Second String Rivals

The first round of Yankees vs. Red Sox was not quite the marquee match-up it usually is. Aside from the wave of young players both teams are carrying, an additional crop of new faces is up to replace the rash of injured regulars. Jose Molina is behind the dish for New York for the injured Posada. Alberto Gonzalez is playing short for the ailing Captain Intolerable – who somehow manages to get just as much camera-time from the bench. Sox newcomer David Aardsma also got his first taste of the rivalry, pitching a two-inning hold in Sunday’s win. Even Papi had a rare day off in a Yankee series. Come summer, things will be different.

The Next Fifteen

The rivalry continues this week, with a quick, two-game set in the Bronx. Wednesday’s match-up should be Buchholz versus Wang. They faced each other Friday – Buchholz pitched a solid six innings while Wang pitched the game of a lifetime in a complete game two-hitter. Thursday will feature Beckett against Mussina. That’s Josh Beckett – need I say more? After that, we’re done until a four-game series over the July Fourth weekend. A long way off in baseball time.
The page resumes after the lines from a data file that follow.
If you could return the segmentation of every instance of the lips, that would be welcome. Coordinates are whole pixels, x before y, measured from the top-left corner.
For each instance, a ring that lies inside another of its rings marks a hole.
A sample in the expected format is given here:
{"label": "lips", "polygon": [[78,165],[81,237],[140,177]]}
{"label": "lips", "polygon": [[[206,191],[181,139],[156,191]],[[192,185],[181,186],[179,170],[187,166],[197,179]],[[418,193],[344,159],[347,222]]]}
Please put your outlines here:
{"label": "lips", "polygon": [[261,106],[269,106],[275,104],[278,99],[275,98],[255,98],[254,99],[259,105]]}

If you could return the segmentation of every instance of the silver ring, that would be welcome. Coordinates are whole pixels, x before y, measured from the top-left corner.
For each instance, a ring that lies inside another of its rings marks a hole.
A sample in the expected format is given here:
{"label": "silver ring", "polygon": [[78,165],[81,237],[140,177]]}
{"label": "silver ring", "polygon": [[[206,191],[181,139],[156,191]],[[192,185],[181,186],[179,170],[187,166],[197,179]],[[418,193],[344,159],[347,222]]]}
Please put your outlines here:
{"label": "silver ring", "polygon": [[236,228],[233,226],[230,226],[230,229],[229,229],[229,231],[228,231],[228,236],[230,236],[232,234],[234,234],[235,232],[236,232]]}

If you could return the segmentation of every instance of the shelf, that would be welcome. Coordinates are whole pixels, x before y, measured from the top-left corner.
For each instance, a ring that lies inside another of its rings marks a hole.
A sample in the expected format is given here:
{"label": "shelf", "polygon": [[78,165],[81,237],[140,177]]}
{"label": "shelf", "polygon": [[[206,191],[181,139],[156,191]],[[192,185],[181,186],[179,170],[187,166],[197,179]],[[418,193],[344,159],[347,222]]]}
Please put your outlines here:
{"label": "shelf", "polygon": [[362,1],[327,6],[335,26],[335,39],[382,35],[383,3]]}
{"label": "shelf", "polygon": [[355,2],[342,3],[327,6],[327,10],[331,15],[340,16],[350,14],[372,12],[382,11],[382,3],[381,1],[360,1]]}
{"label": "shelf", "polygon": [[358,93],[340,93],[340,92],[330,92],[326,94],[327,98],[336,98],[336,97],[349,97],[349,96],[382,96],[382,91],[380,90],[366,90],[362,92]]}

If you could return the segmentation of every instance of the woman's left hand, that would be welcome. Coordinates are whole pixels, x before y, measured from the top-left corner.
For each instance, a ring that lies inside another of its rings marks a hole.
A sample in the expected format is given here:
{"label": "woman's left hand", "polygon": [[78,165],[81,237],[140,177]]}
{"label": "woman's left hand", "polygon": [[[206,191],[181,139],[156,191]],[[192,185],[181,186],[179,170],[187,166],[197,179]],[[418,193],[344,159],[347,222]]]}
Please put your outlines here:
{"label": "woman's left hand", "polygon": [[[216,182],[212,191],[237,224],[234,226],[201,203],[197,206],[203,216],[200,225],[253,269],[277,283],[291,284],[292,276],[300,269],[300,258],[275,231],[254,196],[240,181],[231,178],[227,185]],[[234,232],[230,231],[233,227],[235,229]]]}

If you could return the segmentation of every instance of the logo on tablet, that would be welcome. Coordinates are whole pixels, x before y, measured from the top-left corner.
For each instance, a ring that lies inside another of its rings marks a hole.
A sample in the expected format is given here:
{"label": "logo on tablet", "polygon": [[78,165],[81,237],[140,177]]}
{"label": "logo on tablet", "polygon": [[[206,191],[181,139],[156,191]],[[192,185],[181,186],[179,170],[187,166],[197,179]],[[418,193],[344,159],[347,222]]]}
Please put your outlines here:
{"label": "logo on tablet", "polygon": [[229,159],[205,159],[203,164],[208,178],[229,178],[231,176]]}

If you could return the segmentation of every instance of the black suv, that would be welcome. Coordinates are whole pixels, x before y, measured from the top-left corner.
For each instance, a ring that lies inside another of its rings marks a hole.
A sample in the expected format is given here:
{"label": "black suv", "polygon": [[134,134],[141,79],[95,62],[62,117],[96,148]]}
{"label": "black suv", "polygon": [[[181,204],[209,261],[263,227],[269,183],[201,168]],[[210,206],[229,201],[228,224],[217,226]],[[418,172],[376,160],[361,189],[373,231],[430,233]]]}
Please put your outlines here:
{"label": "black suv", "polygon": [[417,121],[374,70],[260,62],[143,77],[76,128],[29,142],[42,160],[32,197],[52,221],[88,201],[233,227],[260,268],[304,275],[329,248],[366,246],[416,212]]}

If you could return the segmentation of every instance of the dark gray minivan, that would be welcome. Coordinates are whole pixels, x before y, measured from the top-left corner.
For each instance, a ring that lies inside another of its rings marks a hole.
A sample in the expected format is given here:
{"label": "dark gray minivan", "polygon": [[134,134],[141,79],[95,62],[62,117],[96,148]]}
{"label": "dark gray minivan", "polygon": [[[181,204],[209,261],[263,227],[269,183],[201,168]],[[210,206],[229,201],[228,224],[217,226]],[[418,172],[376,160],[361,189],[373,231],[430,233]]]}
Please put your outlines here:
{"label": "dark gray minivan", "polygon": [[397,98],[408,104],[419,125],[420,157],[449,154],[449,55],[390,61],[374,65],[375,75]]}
That’s all for now folks. Good to see the greatest rivalry in sports is still as intense as ever. By the time summer finally kicks in around Boston, I expect the drama between these teams to get bigger and better. Girardi versus Tito in a steel cage match? Jeets and A-Rod in a special edition man-love episode of Sox Appeal? A sex tape of Clay Buchholz and his Playmate girlfriend with “Yankees Suck” tattooed on his ass? Anything is possible.